Side view Bowerbirds – Photo by Sarah Wong
Bowerbirds – Photo by Sarah Wong
I predicted a fiery performance from this quartet, and Ponytail didn’t let me down. As soon as Molly Siegel let out her first cathartic yelp, I was hooked. It only got better, as Dustin Wong joined the wordless singing and unabashed jumping and yelling followed. Guitarist Ken Seeno bopped his head enthusiastically, while Jeremy Hymen knelt further closer to his drum set as the show picked up steam, covering the back of his neck with his t-shirt (presumably to avoid sunburns).
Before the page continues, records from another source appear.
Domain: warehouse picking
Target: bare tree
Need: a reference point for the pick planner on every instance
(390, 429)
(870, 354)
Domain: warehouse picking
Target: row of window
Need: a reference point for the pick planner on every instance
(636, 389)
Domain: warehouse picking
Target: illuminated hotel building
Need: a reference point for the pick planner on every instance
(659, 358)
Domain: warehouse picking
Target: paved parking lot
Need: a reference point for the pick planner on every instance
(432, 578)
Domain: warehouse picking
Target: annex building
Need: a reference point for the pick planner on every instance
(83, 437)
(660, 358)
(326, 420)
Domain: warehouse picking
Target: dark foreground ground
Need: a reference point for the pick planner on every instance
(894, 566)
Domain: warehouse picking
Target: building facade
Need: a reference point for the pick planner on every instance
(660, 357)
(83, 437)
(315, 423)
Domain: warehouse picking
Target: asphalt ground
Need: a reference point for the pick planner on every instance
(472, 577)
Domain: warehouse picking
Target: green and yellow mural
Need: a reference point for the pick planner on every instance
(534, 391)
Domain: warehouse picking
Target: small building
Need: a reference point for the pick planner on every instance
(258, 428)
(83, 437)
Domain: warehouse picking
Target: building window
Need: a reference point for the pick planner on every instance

Molly lets out her cathartic yelp – Photo by Sabrina Diemert
Jeremy Hymen protects his kneck – Photo by Sabrina Diemert
Ken Seeno bops his head enthusiastically – Photo by Sarah Wong
To be sure, most of the performers during Primavera Sound were appreciative of their audiences. But Ponytail took the cake for passion. Twisted faces, screeches, interpretive dancing, everything without reserve. To close the set, Molly took into the crowd and shimmied next to the sitting crowd. If only there were more room, Sarah and I would have been right up there dancing with her.
Another overwhelming concert. As I opted to stick near the front-left of the stage near a hole in the fence (which was aggressively covered with black canvas by angry security guards), I have no pictures to post. It was worth it to peek through the wire as Kim Gordon pushed her guitar in an encore trance into her speakers.
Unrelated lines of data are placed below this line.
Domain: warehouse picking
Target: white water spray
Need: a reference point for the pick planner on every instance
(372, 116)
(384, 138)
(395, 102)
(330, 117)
Another NYC group, Vivian girls brought an earnest performance to the Pitchfork stage. They gained popularity in the crowd by congratulating the locals on the recent football win (Visca Barça!) and by recognizing some hitchhikers they picked up in England. Happy, intense, and lacking pretension, everyone ended cheering for The Vivian Girls and their lo-fi punk.
Vivian Girls – Photo by Sarah Wong
Vivian Girls – Photo by Sabrina Diemert
Vivian Girls – Photo by Sabrina Diemert
My Bloody Valentine
In true excessiveness, I caught both of the colossal band’s shows during Primavera Sound: one outside, and the other in the closed Auditori. A press pass didn’t get me any closer to the band, as pictures were only allowed for the festival’s official photographers. Fine by me. Instead, I sat on a fake plastic decorative rock, surrounded by litter and a haze of cigarette smoke, beer in hand, lost in the 15-minute blaring instrumental drone of “You Made Me Realize”. One of the happiest moments of my life.
Kevin Shields – Photo by Inma Varandela
Bilinda Butcher – Photo by Inma Varandela
Neil Young. The man himself, plugging away at his classics on his electric and acoustic guitars, eager fans hanging on to every sung word. More than two hours of playing and two encores later, Young closed with his rendition of “A Day in the Life”. Neil Young covering the Beatles? I heard it live.